With interest rates headed up in the U.S. and red flags abounding regarding the dangers of overleveraging, Shariah's risk aversion may once again pay off for investors. In recent years, amid debt-happy euphoria, the returns of Islamic-oriented investing in the West have waned.
In the U.S., the term Shariah connotes medieval behavior like stoning infidels, amputating petty criminals' hands and subjugating women. To Muslims, however, it is a moral code vital for civilization.
And Shariah investing? For the few Westerners who know something about it, this means a ban on gambling, tobacco and alcohol stocks. Less known is its avoidance of financial services shares, because banks and Wall Street firms traffic in debt instruments, and Islam forbids charging interest. Along with that is Shariah's prohibition on companies that are too reliant on bonds and loans.
Shariah investors, for instance, snubbed oil producers that went heavily into debt to take advantage of the shale boom. Good thinking. This year through early November, 36 drillers have filed for Chapter 11 bankruptcy protection as dwindling crude prices decimated revenues -- and the companies' ability to service the huge debt loads. Pipeline operator Kinder Morgan (KMI), groaning under almost $45 billion in borrowings, announced Tuesday it was slicing its quarterly dividend by 75 percent.
Globally, the Shariah-compliant sector has surged to $1.6 trillion in assets over the past three decades, according to the Global Islamic Financial Review, making it hard to ignore. While much of that is in the Muslim world, several American funds follow Islamic precepts.
Amana funds, the largest U.S.-based family of Islamic-oriented mutual funds, have posted mostly so-so performances since 2009, as corporations worldwide issued a plethora of bonds to take advantage of minuscule interest rates. "When risky, debt-fueled stuff does the best, Amana doesn't," said David Kathman, an analyst with research firm Morningstar.
Consider Amana Growth (AMAGX), the group's flagship, with $1.8 billion in assets. It averaged 7.62 percent annual returns over the past 10 years, beating the Standard & Poor's 500 by a half-percentage point, says Morningstar. Although that may not sound like a lot, compound it and the difference is appreciable.
In 2015 as of Thursday, however, the fund is down 1.78 percent, versus a 0.27 dip for the S&P 500. None of this is to say that Amana Growth is a stodgy blue-chip player: 42 percent of its holdings are in technology, and as the fund's name implies, it specializes in growth stocks. The fund's biggest holding is software maker Adobe Systems (ADBE), up 28 percent this year.

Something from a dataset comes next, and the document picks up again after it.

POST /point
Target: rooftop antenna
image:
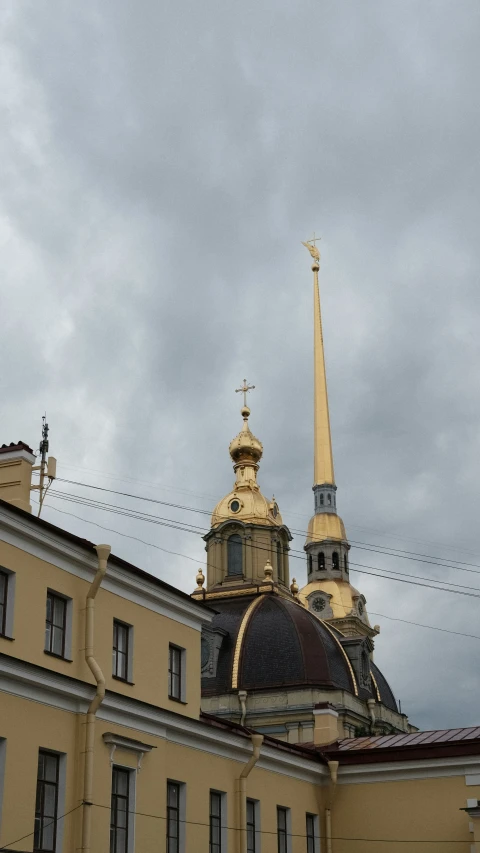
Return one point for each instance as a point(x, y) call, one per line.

Over the past 12 months, investors have pulled $236 million out of Amana Growth. Analyst Kathman attributes that to the fund's trailing performance, not politically tinged developments like the rise of Islamic State, the terrorist massacres in Paris and San Bernardino, California, and Donald Trump's anti-Muslim fulminations. The vast bulk of Amana's investors are Muslim.
Shunning "sin stocks" isn't confined to Islamic funds. Various Christian faith-based funds also won't buy stocks involved with booze, cigarettes and gambling. Shariah adds pork producers to its taboo list.
Nevertheless, forbidding these investments likely has little affect on Shariah funds' returns. Shares in tobacco have done very well lately -- such as Diageo (DEO), which more than doubled since 2009 -- as have those in alcohol, like Altria (MO), whose price has tripled.
Offsetting that lost opportunity are casino stocks, now suffering traumas in Macau, the gaming mecca on China's coast. Owing to a Chinese government crackdown on gambling and the nation's economic slowdown, Las Vegas Sands (LSV) is down by half since early 2014.
Nevertheless, these developments pale when compared with the rollicking ride financial stocks took. Shariah investors sidestepped their 2007-2009 collapse, when the iShares U.S. Financials (IYF) exchange-traded fund slid 75 percent. In 2008, Amana Growth lost 29 percent, but the then-finance-heavy S&P 500 was off 37 percent. (While financial stocks recovered later, they have been flat this year.)
Unfortunately, widespread unease about Islam in the U.S. obscures the virtues of Shariah funds. Calls for preventing Muslims from entering the U.S. are just part of the trend. Seven states have barred courts from using Shariah law. As Usmat Hayat, a director at the CFA Institute, wrote in a blog post earlier this year: "Shariah, after all, is a particularly freighted term in the U.S., where it carries negative political connotations." And that's a shame.